If that sounds fun to you, your next question is likely: where can I watch it?

Well, it turns out that’s complicated.  Not crazy complicated, but as the old models of television go extinct and are replaced, there’s a lot to figure out.  So let’s run through it, shall we?

Vast is one of the launch shows for Geek & Sundry’s Alpha subscription service.  Once that service is ready, it will be available for a monthly fee of $4.99.  That’s in addition to other Alpha-exclusive shows.  (If you’re a regular twitch subscriber, don’t worry.  You’ll already be getting six months of Alpha free.)  And the platform will host regular Geek & Sundry content 48-hours before it goes live by normal means.  In addition to all the rest, members will get access to a variety of special events, prizes and discounts.  (Don’t ask me what.  No idea.  But I bet it’s cool.)

One more thing.  For a number of good reasons too complicated to get into here, it was decided VAST would be launching before Alpha does.  That means, right now, you can only get an Alpha subscription through invitation (though that’ll be changing soon).  This is actually good news for you.  Because it means the first four episodes of VAST will be made available live through Twitch and on YouTube for a limited time.  This gives you a reasonable window to try the show, get wildly excited, and decide to give Geek & Sundry their $4.99 per month, plus whatever else they want to keep beaming it out onto your interwebs.

I will say, I’ve seen a bit of Alpha and the coolest thing about it is all the things you can’t do on Twitch, most of which involve audience interaction.  These are things VAST intends to take full advantage of: viewers brought into the game space, puzzles and riddles that are too much for players to solve on our own.  The first to crack these cyphers actually get brought onto our crew as science and intelligence officers.
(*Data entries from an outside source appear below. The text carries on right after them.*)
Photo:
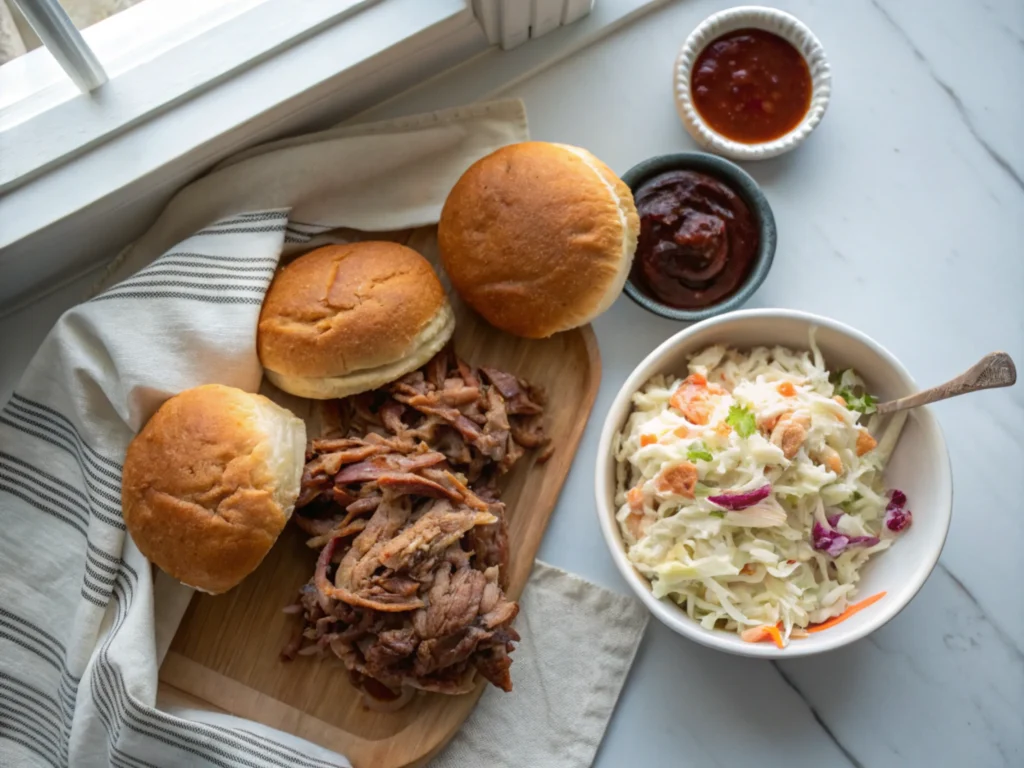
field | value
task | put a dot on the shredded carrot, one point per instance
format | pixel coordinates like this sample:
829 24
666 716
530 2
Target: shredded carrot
762 633
855 608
By way of some final word, I’ve loved this game since it was homebrew.  We often joked before it was a show that it was methadone for the writing and acting we did in our day jobs – all of that sweet high, none of the pain.  Which is actually very dangerous when you think about it, given that we make our living through that discomfort.  (If it was easy, everyone would do it.)  But if we’ve done our jobs and translated even a piece of that experience into something the audience can share, I have no doubt this series will be very special.

Please watch.  And, if you like it, let people know.  It really is like nothing else.

Original IP.  Original characters… original VAST.